Planifiée dans les années 60, achevée en octobre 1975, la portion rémoise de l’A4 - par la suite renumérotée A344 et surnommée Voie Jean Taittinger, est un vestige des Trente Glorieuses finissantes. Destinée à accélérer les flux, à assurer la croissance économique, c’est-à-dire à donner à Reims le statut d’une réelle capitale régionale, elle laisse aujourd’hui une marque durable dans le paysage de la ville.

Parallèle au canal de l’Aisne à la Marne et à la Vesle, l’A344 matérialise une frontière peu franchissable, source de pollution sonore et de particules fines. La ville entretient avec elle un rapport ambigu : elle est pratique et gratuite, la circulation y est fluide et elle facilite l’accès au centre-ville pour les habitants des communes alentours. L’A344 est même sans coût pour la collectivité : le classement comme domaine autoroutier garantit un entretien à la charge du concessionnaire. Mais tout de même, l’impératif de transition énergétique change le mot d’ordre pour l’avenir n’est plus vitesse mais proximité. L’avenir de l’A344 n’est pas encore programmé mais déjà des perspectives se dessinent : la destruction du « Pont de Gaulle » qui l’enjambe doit intervenir cet été.

Attendant son hypothétique fin, l’autoroute est toujours là, coupant la ville en deux, accompagnée tantôt du canal et de la voie verte, tantôt de la rivière et des jardins ouvriers, définissant un large espace où l’urbanité et la vitesse dialoguent avec les espaces libres et abandonnés.

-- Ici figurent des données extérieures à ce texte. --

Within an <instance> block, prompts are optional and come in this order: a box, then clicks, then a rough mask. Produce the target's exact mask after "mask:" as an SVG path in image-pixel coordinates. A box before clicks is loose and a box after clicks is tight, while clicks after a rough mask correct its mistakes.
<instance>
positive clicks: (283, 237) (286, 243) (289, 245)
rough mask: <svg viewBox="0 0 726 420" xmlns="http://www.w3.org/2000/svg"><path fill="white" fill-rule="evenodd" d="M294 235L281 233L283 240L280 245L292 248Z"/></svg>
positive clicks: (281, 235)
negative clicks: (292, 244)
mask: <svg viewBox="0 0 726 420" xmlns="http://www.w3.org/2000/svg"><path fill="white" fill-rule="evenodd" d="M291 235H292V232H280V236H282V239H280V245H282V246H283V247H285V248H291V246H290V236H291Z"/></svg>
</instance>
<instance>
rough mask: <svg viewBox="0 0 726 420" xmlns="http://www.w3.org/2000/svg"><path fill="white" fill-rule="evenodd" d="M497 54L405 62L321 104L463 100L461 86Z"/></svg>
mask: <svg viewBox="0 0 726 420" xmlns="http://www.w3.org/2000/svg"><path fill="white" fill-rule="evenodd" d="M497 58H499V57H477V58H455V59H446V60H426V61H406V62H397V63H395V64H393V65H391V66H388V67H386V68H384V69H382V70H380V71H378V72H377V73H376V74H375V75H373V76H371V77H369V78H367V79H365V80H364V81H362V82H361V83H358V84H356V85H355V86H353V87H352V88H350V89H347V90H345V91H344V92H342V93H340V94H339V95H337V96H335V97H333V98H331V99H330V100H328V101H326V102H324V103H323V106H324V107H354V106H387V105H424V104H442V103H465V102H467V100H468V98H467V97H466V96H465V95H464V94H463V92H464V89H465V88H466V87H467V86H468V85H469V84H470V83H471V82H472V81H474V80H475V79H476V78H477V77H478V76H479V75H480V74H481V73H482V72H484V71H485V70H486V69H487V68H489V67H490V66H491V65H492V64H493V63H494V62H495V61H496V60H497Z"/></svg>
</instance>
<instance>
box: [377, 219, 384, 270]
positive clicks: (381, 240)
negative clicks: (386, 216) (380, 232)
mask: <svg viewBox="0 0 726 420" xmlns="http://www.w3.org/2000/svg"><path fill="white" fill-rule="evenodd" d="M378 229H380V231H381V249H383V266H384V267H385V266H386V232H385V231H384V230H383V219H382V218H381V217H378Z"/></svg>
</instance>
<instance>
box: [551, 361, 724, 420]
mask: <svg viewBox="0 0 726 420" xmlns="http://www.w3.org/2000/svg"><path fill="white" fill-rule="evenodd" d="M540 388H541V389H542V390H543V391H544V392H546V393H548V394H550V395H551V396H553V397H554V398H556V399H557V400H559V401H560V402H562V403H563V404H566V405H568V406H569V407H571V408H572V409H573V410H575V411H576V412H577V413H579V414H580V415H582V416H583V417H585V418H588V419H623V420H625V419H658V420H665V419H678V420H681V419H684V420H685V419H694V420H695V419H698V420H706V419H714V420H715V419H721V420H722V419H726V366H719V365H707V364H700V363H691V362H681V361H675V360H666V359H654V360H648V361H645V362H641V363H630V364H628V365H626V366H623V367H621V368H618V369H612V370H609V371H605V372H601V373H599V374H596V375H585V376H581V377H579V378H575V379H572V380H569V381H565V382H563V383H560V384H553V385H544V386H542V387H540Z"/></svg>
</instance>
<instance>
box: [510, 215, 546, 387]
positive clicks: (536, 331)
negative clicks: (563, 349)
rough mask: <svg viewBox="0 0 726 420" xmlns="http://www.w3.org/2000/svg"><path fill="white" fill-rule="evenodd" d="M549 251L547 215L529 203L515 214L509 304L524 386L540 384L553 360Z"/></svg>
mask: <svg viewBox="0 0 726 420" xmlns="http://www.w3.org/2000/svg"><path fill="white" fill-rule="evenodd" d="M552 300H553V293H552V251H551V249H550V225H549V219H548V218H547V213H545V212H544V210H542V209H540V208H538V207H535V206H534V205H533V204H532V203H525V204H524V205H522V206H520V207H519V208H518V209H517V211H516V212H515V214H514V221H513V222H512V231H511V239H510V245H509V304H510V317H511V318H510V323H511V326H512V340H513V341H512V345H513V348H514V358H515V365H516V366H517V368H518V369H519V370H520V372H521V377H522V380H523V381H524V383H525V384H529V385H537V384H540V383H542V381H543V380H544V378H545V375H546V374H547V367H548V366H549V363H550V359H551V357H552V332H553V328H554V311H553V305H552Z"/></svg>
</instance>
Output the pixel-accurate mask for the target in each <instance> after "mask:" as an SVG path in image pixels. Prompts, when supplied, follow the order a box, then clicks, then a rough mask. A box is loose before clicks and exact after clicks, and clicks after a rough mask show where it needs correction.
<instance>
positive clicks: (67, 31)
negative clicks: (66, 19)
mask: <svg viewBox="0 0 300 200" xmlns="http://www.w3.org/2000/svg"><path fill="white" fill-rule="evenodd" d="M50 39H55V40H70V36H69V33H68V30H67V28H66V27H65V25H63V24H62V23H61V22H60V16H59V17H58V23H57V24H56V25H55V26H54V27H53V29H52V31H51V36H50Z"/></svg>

En 1977, Jean-Louis Kretz, chercheur à l’Université de Reims publie un article intitulé “L’autoroute dans la ville”, dans lequel il pose le constat suivant :

“Mais voilà [...] que cette nouvelle voirie traverse la ville de part en part sans franchir de vieux faubourgs grisâtres, en s'écartant des anciens espaces industriels et permet de découvrir des perspectives nouvelles sur la cathédrale, sur Saint-Remi, sur la Maison de la Culture. Voilà 8km d'autoroute dans une ambiance très végétale, 8km d'arbres, de jardins, presque continus, auxquels on peut associer divers parcs privés ou publics, les espaces réservés au captage des eaux... plus de 40 ha engazonnés, des milliers d'arbres et arbustes plantés... Ainsi peut naître une nouvelle image de la ville, image flatteuse que conserveront les touristes qui, un instant descendus de leur car pour visiter la cathédrale, regagneront l'autoroute toute proche. Grâce à l'autoroute, Reims a davantage d'espaces verts !”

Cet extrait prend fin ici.